Санитар посмотрел на шкафчик, головою покачал:
– Туда и семилетнего не впихнешь. Ну, я покараулю на одной площадке, а Санька – на другой, а ты, сестричка, поскорей.
Стремительно приготовила стакан чаю, – много положила сахару и… и отворила – со страхом оглянулась – дверцу: шкафчик был ниже пояса и узенький.
– Товарищ Дубоногов, выпейте чаю.
Молчание. В шкафчике белели бинты, вата, марля. Неужели под ними мог быть втиснут живой человек? Отстранила слегка бинты, просунула дрожавшую в руке и проливавшую чай ложечку:
– Выпейте.
Чай полился. Прислушалась.
«Неужели не дышит?»
В дальних дверях вагона кашлянули. Она быстро надвинула бинты и захлопнула дверцу. Немец медленно прошел, пристально вглядываясь. После каждой станции осматривали: не сел ли, не залез ли под лавку.
Его голова была оценена в тысячу рублей. По всей Риге выставлены его фотографические карточки. Напряженно искали в городе, в окрестностях, по всем поездам и дорогам. Тысяча рублей!

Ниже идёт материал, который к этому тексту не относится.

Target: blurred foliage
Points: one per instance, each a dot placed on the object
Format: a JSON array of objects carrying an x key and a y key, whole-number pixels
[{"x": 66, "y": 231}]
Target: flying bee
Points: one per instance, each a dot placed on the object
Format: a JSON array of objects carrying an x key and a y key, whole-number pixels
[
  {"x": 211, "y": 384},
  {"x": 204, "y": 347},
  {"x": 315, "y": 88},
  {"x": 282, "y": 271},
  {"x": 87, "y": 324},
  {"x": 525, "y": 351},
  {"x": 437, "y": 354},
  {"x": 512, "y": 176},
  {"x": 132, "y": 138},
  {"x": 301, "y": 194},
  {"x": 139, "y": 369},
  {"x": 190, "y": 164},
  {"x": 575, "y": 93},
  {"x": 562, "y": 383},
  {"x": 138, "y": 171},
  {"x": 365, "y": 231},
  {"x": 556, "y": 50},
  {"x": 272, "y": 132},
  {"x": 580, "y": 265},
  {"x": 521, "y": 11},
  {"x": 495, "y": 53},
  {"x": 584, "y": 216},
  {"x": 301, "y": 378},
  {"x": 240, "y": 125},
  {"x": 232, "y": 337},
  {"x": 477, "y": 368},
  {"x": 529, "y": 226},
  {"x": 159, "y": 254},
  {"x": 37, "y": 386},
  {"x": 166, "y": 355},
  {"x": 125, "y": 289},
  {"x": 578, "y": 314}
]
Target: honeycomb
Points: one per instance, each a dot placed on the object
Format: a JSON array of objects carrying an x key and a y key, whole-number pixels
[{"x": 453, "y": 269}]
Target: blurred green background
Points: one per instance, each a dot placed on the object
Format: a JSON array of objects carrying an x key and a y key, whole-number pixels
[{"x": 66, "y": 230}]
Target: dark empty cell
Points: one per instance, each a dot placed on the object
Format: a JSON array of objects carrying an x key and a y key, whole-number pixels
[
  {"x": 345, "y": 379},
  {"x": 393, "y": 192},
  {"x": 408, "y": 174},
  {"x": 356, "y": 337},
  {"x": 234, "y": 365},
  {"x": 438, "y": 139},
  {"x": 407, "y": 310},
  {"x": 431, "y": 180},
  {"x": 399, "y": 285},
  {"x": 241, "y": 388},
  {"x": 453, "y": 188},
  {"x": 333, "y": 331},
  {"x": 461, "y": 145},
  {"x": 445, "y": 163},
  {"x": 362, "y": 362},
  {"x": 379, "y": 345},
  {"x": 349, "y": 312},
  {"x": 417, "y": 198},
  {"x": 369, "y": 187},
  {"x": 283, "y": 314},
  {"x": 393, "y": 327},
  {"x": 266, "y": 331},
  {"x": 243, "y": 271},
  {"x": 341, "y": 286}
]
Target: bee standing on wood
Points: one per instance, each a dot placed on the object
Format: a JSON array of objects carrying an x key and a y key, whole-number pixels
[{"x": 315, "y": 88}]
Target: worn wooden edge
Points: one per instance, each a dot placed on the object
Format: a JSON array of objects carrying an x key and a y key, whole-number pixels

Когда поезд с обмененными на немцев русскими пленными тронулся, он вскочил в вагон, на площадке которого не темнел немецкий часовой. Собрались врачи, сестры, санитары.
– Укройте.
Главный врач сказал:
– Только я ничего не знаю… Делайте, я в стороне… Я – официальное лицо, – и пошел.
Весь вагон, – сестры, санитары, – стали запихивать его коленками, локтями, кулаками в маленький, низенький шкафчик, где хранились бинты, вата, марля, с красными потными лицами: каждую минуту мог войти немецкий дозор.
Он втиснулся в шкафчик свернутый кульком, как младенец в утробе матери: колени прижаты к ушам; руки кругом ног; грудная клетка сдавлена – почти невозможно дышать.
Проходивший немецкий дозор подозрительно все осмотрел – все углы, полки, под полками, отопление, уборные, весь вагон, крышу вагона, задержался у шкафчика:
– Тут что?
Человек явно не мог там сидеть.
– Лекарства, бинты, – спокойно ответила сестра, краснея красным крестом на рукаве.
Кроме него, несколько беглецов было в вагоне, – за тех не беспокоились: одели санитарами, поставили в списки обслуживающих Красный Крест.
Когда немцы слезли, поезд переехал границу, столпотворение: высыпали из вагонов, плакали, смеялись, обнимали пограничников, целовали родную советскую землю.